Just a few words of advice for those who are considering becoming a private lender. Although there are many honest, competant people and businesses out there with which you can forge a good and profitable relationship, there are many charlatans as well.

When interviewing someone with which you are considering doing a private loan here are a few things to keep in mind:

1. It is a good idea that they have some 'skin in the game.' If you are financing the entire deal then you, and not them, are going to be on the loosing end if the deal goes south.

2. Have a good and competent attorney review the documents and attend the closing. A lot of potentially bad things can happen at closing and you want someone there representing your interests. It might seem a bit costly but how much money are you going to lend? Or to put it another way; How much money do you have to loose?
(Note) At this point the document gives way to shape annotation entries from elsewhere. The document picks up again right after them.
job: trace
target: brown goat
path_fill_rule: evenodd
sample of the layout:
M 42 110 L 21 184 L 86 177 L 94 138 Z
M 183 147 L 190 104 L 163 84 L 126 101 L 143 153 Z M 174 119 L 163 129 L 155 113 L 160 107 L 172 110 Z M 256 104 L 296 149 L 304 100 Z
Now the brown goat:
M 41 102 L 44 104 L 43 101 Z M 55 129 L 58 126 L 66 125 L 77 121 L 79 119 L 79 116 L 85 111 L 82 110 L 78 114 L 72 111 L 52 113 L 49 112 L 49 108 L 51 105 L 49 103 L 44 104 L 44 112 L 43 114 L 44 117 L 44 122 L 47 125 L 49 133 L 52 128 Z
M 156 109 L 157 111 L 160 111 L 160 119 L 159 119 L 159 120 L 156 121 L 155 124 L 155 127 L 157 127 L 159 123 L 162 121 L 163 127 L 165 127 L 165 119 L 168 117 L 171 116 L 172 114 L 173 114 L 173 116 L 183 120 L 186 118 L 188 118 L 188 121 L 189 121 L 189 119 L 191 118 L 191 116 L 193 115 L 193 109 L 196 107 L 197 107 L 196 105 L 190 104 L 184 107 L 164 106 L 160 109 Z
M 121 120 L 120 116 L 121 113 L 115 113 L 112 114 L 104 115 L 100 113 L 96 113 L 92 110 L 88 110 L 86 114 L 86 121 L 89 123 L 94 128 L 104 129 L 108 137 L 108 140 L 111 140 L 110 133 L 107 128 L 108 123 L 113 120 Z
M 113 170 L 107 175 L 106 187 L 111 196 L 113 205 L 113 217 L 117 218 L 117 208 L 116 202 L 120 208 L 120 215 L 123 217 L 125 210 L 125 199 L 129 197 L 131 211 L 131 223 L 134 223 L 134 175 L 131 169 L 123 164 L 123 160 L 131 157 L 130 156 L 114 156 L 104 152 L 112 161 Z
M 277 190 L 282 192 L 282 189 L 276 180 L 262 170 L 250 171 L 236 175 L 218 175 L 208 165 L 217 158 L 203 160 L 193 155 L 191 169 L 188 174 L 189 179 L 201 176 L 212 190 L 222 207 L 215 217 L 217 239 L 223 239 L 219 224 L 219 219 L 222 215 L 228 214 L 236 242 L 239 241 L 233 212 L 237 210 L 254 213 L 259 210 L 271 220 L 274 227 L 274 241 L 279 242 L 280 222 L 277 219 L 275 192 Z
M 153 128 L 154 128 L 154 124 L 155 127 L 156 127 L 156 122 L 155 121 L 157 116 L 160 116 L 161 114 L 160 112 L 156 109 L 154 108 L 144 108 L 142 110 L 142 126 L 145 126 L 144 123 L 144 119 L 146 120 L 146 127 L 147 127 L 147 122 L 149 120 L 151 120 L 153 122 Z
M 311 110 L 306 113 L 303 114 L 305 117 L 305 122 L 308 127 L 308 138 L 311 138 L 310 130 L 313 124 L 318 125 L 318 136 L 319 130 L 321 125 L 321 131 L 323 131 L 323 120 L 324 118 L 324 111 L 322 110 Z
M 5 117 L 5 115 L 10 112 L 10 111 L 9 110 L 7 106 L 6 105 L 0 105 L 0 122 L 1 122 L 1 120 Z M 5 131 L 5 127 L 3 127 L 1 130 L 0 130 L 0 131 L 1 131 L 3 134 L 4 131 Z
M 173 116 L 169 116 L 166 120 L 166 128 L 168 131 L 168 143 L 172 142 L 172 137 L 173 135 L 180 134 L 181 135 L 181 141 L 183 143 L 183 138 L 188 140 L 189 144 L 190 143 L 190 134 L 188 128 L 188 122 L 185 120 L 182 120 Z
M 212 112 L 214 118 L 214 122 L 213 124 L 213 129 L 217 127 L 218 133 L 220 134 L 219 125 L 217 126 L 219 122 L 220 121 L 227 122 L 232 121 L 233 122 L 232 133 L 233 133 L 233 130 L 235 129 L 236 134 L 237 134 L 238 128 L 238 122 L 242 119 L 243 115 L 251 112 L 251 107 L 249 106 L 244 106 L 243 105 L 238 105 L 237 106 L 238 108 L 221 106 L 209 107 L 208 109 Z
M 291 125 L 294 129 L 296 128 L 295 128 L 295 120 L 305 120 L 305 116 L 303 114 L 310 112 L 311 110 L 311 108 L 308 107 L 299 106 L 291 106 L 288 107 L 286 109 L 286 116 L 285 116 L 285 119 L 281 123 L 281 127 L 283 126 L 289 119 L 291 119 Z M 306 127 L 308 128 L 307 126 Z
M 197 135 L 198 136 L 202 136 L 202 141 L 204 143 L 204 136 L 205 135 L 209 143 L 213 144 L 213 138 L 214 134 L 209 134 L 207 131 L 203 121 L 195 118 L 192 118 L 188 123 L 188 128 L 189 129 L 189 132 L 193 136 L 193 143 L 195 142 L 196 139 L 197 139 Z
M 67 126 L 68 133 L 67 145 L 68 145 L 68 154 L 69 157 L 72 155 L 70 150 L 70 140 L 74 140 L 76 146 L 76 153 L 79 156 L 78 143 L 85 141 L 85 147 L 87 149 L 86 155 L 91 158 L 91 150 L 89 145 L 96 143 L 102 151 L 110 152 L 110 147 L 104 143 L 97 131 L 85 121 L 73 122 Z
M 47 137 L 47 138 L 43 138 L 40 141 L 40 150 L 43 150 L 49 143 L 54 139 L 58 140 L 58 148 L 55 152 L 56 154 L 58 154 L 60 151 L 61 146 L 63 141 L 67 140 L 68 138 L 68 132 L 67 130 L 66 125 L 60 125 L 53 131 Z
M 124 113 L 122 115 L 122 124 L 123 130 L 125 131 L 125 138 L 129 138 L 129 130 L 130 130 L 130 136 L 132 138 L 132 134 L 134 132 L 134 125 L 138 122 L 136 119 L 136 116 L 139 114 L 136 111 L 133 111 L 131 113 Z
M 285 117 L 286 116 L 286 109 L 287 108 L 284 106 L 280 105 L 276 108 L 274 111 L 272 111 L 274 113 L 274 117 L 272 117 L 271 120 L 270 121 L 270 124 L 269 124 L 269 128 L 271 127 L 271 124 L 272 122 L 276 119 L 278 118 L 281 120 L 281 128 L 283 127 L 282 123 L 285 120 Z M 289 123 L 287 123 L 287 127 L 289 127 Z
3. Do at least a cursory internet search on the potential borrower. Try to ascertain his/her/their reputation. Is their reputation good? Then perhaps you should contact someone who has done business with them before. A competent attorney may be able to help with this as well or perhaps a 'Skip Tracer.'

4. Whether this is flip or a long term buy and hold it is still your capital at risk and you must think like a bank because you are the bank. Take a look at what banks do before lending to anyone. This is not to say that you have the resources of a bank but just keep in mind that there is a reason that banks have huge buildings and that most of us have much smaller houses.

5. Be sure to get both a registered mortgage as well as a note from the borrower. Have your attorney review both of these documents. This is critical and should not be overlooked.

6. One final piece of advise regarding you potential borrower: Check to make sure that there are no outstanding legal judgements against them. If there are outstanding judgements against them you may be the one who, unknowingly, may pay them off.

In this day of very low interest rates private lending might seem attractive. In some cases it can be beneficial and profitable for both parties. Just be sure to approach the potential investment/borrower with a bankers perspective and a healthy dose of caution.